Here’s a quick rundown of what this bill from the House would provide:
- A tax credit for first time home buyers equal to 10 percent of the price of a home up to $7,500. The credit would have to be paid back to the government over 15 years in equal installments. It would be available for one year from the date the bill is enacted.
- An extension of standard property tax deductions – $350 for single filers and $700 for joint filers – in 2008 for the estimated 28 million homeowners who do not itemize on their taxes. (The Senate’s bill contains a similar provision, but would provide slightly more – $500 for single filers and $1,000 for joint filers.)
- An increase in the amount of Federal low-income housing tax credits that may be given out by each state in 2008 and 2009. Currently, the limit is set at $2.00 for each person residing in the state. This bill would increase that limit by an additional 20 cents for each person
residing in the state.
- A $10 billion increase in the amount of tax-exempt mortgage revenue bonds that state housing agencies can use to refinance subprime mortgages, make loans to first-time buyers and for the construction of low-income rental housing. This would apply only for 2008 and mirrors a provision in the Senate bill.

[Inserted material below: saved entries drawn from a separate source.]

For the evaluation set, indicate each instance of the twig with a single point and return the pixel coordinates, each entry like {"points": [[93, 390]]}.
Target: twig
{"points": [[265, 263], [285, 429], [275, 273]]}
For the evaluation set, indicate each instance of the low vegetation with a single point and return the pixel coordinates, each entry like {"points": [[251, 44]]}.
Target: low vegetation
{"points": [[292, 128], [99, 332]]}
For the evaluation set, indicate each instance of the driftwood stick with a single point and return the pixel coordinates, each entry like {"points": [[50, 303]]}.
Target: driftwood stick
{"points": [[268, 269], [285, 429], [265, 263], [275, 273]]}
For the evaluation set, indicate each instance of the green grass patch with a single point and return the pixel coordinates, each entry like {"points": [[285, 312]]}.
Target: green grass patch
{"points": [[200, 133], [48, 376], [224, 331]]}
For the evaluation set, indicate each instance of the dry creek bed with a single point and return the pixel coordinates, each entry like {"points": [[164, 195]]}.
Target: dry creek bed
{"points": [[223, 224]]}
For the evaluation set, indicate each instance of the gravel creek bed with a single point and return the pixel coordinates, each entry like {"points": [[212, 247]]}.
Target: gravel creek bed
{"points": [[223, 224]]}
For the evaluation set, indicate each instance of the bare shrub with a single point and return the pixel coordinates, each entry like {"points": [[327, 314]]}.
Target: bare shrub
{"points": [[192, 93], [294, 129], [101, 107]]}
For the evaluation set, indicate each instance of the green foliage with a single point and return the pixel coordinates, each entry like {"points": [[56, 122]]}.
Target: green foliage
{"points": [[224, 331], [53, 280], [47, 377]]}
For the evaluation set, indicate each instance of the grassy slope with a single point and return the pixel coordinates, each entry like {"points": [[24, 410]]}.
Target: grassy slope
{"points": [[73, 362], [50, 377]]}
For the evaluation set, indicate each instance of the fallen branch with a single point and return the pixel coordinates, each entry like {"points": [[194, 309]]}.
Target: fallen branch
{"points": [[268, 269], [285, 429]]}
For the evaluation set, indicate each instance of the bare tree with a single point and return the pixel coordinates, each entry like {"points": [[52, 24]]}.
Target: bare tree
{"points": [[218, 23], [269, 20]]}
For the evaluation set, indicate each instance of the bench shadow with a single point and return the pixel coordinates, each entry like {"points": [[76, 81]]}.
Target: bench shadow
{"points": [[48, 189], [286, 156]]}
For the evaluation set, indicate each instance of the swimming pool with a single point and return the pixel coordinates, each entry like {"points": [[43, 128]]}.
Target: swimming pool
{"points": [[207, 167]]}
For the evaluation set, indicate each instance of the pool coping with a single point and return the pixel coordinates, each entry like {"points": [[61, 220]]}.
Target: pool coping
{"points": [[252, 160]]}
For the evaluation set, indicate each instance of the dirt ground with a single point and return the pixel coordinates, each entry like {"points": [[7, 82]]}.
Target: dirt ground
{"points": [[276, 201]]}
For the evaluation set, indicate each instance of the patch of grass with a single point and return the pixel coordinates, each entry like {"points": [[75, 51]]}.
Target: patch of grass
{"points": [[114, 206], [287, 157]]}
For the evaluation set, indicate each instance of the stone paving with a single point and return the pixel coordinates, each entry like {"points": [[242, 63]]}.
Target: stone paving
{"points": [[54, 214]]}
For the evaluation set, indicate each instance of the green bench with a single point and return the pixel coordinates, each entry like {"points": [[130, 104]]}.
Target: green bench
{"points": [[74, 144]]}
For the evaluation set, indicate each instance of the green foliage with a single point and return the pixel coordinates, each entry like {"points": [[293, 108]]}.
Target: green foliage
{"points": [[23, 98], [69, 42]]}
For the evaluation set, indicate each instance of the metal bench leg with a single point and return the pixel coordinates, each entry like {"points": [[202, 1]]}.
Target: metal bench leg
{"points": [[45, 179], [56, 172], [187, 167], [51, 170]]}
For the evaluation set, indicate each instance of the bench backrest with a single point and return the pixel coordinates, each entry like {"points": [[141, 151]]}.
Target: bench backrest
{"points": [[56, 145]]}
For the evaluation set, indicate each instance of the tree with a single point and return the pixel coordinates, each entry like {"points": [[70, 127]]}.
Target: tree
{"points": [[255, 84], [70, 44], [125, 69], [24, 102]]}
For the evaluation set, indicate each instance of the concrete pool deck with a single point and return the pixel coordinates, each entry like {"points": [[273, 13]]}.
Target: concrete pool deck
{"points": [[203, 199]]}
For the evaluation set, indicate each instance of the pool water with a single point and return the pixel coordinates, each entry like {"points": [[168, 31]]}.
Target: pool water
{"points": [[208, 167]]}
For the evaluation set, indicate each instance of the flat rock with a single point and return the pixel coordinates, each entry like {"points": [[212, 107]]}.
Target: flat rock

- Simplification of some technical rules relating to tax-exempt housing bonds that states use to finance the building of low-income housing projects. (Try as I may, I don’t really understand this part. Can anyone explain in the comments?)
And to make back the money that would be spent on the above proposals:
- A Bush administration proposal to require brokers to report to the IRS the cost basis for transactions involving publicly traded securities (i.e. stocks, mutual funds, bonds). The thinking behind this is that requiring brokers to maintain records of these transactions to report to the IRS would boost compliance with capital gains reporting, and thus tax collection. This is estimated to raise $8.05 billion over 10 years.
- A one-year delay in the implementation of a new, liberalized rule for allocating interest between U.S. sources and foreign sources for purposes of determining a taxpayer’s foreign tax credit limitation. Delaying this new rule is estimated to raise $2.93 billion over 10 years.
This bill will now move to a vote by the full House. It’s expected to pass pretty easily, and once it does, it will have to be reconciled with the Senate’s version before going to President Bush to be signed into law. We’ll keep you posted.